People we supported with emergency aid: 135,000

Families assisted with cash transfers: 23,000

Dollars infused into local economies: $1.7 million

Man holding a young child in nepal with green forested hillside in background
Photo: Miguel Samper for Mercy Corps

Working toward recovery

During the fuel shortage, we worked to finalize logistics and strengthen our relationships with communities, partners and the government of Nepal, which allowed our teams on the ground to quickly resume our long-term recovery efforts when fuel became available. Learn more about the first year of recovery ▸

Since then, we've been focused on helping the people of Nepal rebuild their homes, recover their livelihoods and prepare for the next disaster.

We implemented a cash-for-work program that employs local people to strengthen hillsides against landslides near vulnerable communities. We're also working with our partners to help families rebuild stronger, safer homes using affordable, accessible materials. And we're helping people access financial services so they can successfully invest in their homes, businesses and futures.

A woman holds a toddler in nepal
Photo: Ezra Millstein/Mercy Corps

In the aftermath of the earthquake, Sushma received emergency supplies, cash and vegetable farming training to boost her family’s long-term recovery.
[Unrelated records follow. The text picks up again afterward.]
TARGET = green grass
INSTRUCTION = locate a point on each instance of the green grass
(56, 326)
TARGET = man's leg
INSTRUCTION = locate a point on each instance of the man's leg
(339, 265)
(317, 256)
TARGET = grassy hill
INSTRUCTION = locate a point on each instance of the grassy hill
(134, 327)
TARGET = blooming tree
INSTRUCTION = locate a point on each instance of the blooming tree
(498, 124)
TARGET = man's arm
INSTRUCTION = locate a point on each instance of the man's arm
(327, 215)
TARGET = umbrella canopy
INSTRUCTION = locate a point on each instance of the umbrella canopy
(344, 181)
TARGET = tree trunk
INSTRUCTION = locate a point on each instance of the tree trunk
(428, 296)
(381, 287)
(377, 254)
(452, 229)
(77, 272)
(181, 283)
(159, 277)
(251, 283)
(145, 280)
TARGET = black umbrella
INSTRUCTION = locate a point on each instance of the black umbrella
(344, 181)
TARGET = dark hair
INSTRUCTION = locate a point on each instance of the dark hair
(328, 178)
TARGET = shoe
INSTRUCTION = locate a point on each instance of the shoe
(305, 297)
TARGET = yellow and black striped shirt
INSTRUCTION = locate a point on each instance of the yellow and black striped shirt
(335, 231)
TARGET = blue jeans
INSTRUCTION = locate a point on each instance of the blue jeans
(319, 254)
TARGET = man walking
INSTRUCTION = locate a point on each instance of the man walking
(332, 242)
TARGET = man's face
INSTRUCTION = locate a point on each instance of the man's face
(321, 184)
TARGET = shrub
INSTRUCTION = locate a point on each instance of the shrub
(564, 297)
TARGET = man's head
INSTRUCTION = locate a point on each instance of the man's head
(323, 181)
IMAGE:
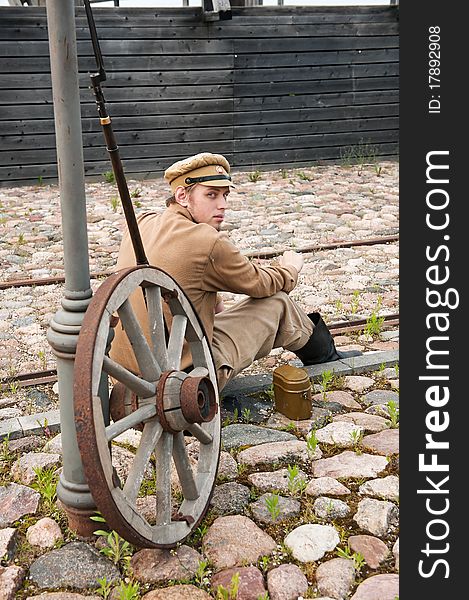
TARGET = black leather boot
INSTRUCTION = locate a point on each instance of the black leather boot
(320, 347)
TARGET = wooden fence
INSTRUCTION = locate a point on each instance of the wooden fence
(272, 87)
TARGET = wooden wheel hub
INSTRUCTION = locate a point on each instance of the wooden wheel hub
(182, 401)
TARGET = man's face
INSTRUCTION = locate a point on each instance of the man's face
(207, 204)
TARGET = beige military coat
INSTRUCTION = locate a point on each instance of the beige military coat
(203, 261)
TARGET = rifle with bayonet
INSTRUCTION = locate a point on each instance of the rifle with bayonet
(111, 144)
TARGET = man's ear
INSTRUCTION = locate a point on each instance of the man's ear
(180, 196)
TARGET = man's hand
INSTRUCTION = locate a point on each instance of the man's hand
(292, 259)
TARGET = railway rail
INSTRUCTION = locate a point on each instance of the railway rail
(50, 376)
(4, 285)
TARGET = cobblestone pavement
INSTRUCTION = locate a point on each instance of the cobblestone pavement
(301, 509)
(268, 211)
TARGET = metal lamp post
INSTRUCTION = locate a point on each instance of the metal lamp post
(72, 491)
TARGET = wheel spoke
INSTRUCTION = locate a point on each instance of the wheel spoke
(149, 367)
(150, 436)
(200, 434)
(176, 341)
(130, 421)
(142, 388)
(163, 452)
(156, 325)
(183, 468)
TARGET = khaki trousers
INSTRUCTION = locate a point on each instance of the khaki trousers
(252, 328)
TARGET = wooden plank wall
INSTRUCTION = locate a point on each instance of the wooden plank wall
(273, 87)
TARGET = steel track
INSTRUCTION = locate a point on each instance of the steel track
(4, 285)
(50, 376)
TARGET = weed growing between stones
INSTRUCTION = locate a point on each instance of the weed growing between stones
(46, 484)
(113, 546)
(272, 506)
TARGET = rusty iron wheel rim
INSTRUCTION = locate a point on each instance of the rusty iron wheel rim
(117, 505)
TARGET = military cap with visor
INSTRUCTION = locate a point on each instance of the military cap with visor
(208, 169)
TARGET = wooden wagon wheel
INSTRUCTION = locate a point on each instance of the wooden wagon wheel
(163, 401)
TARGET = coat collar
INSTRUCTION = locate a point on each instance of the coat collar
(180, 210)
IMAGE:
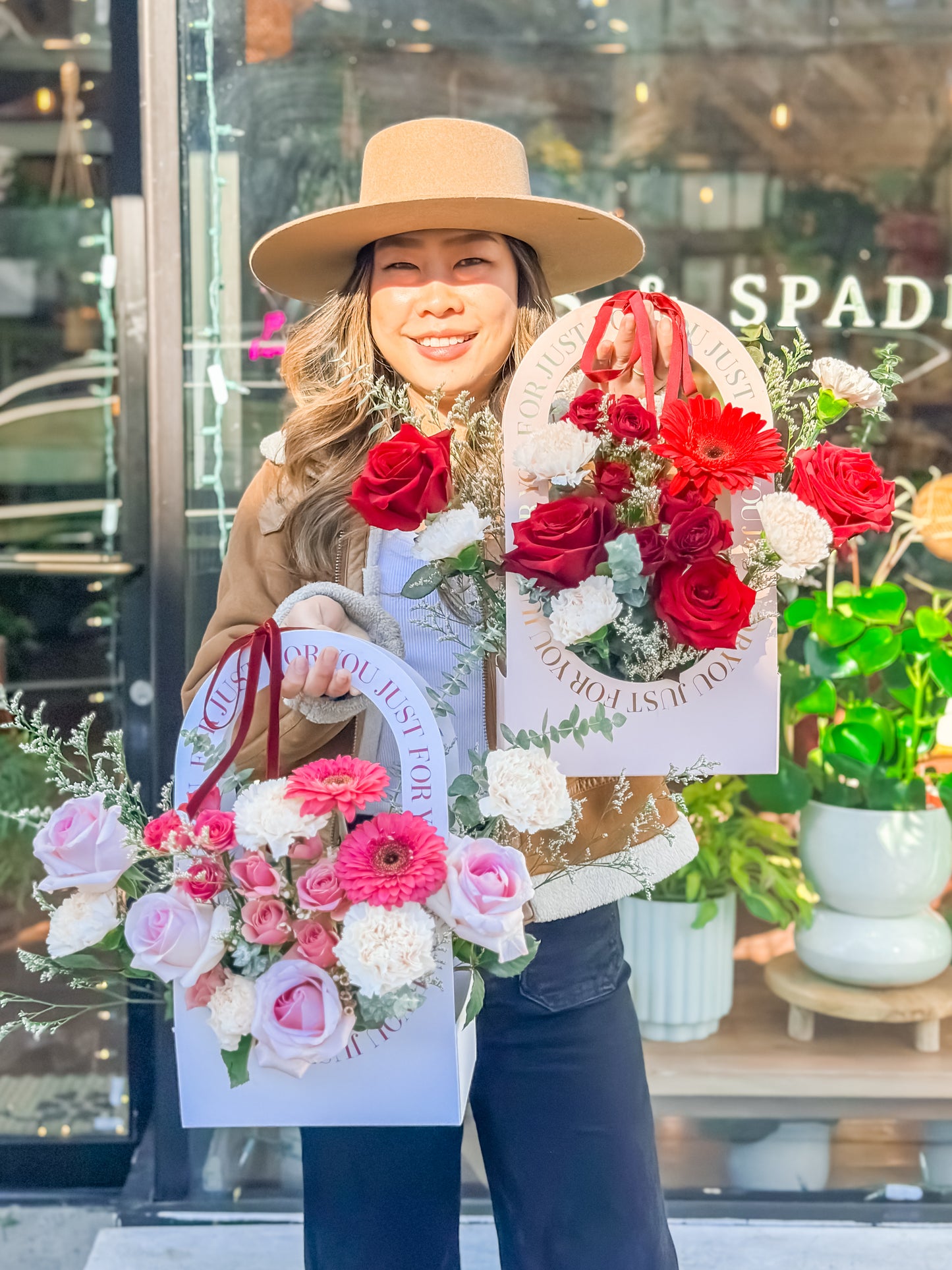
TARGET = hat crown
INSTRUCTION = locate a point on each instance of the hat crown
(443, 159)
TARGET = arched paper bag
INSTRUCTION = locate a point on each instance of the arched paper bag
(727, 708)
(415, 1071)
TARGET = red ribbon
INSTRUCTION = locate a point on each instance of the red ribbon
(645, 347)
(263, 643)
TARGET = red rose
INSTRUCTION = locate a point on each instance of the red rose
(847, 489)
(630, 420)
(696, 534)
(220, 828)
(671, 504)
(652, 546)
(404, 480)
(613, 482)
(586, 411)
(705, 605)
(561, 542)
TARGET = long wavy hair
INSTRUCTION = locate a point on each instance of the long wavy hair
(328, 434)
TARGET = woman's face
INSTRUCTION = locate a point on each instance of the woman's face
(443, 308)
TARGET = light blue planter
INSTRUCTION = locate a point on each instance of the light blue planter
(682, 979)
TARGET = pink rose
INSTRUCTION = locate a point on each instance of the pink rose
(315, 944)
(319, 889)
(298, 1018)
(202, 880)
(174, 938)
(168, 832)
(264, 920)
(205, 986)
(83, 845)
(256, 877)
(219, 827)
(484, 894)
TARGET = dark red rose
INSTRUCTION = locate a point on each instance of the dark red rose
(705, 605)
(586, 409)
(563, 542)
(652, 546)
(404, 480)
(696, 534)
(630, 420)
(847, 489)
(671, 504)
(613, 482)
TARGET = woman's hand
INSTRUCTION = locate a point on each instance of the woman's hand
(320, 678)
(613, 353)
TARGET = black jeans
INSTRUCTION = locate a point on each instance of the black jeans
(565, 1127)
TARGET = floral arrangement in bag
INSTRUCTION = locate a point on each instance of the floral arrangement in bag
(289, 920)
(629, 556)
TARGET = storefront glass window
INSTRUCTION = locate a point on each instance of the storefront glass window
(785, 163)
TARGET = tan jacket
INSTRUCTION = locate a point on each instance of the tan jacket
(257, 577)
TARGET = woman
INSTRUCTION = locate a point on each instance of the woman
(438, 278)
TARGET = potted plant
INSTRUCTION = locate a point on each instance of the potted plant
(679, 942)
(875, 840)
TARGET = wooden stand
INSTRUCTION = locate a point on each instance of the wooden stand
(923, 1005)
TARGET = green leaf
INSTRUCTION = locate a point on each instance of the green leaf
(822, 700)
(837, 629)
(800, 612)
(876, 648)
(829, 663)
(422, 582)
(857, 741)
(789, 790)
(237, 1062)
(478, 995)
(932, 625)
(882, 605)
(490, 962)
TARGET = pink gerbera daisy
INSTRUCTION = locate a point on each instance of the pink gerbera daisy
(394, 859)
(346, 782)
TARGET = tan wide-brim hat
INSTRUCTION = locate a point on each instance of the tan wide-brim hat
(446, 174)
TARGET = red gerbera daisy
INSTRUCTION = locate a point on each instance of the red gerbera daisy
(346, 782)
(394, 859)
(715, 447)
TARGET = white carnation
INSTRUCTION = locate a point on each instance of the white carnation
(231, 1009)
(383, 949)
(451, 534)
(796, 533)
(583, 610)
(527, 789)
(83, 920)
(556, 451)
(849, 382)
(266, 818)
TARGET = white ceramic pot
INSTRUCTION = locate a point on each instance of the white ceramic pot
(876, 864)
(682, 979)
(876, 952)
(795, 1157)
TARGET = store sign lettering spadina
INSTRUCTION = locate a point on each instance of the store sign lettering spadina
(725, 708)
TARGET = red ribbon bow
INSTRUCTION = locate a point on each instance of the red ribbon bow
(263, 643)
(645, 346)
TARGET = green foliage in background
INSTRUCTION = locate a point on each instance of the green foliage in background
(739, 852)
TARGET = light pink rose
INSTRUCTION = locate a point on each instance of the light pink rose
(483, 897)
(264, 920)
(256, 877)
(298, 1018)
(174, 938)
(320, 890)
(201, 993)
(315, 944)
(83, 845)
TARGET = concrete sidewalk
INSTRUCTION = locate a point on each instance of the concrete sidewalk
(701, 1246)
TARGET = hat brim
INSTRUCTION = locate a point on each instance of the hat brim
(578, 246)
“Right after the earthquake, we felt powerless. We didn’t even know how we would manage the essentials,” she says. “With that help, we started moving forward.”

Rebuilding has been slow and arduous but, over the past three years, she and her husband have slowly been able to construct a new home. And Sushma has developed her vegetable farming enough to feed her family and earn income to cover all their household expenses.

Seated in her sprawling fields, surrounded by barley, wheat and vegetables, she even boasts a bit of optimism as she explains her plans to expand her farm so she can send her children to school. She has a long way to go, she says, but she has come a long way, too.

“When the earthquake struck, I was very afraid,” she says. “Now, I have the courage to do things and move ahead.”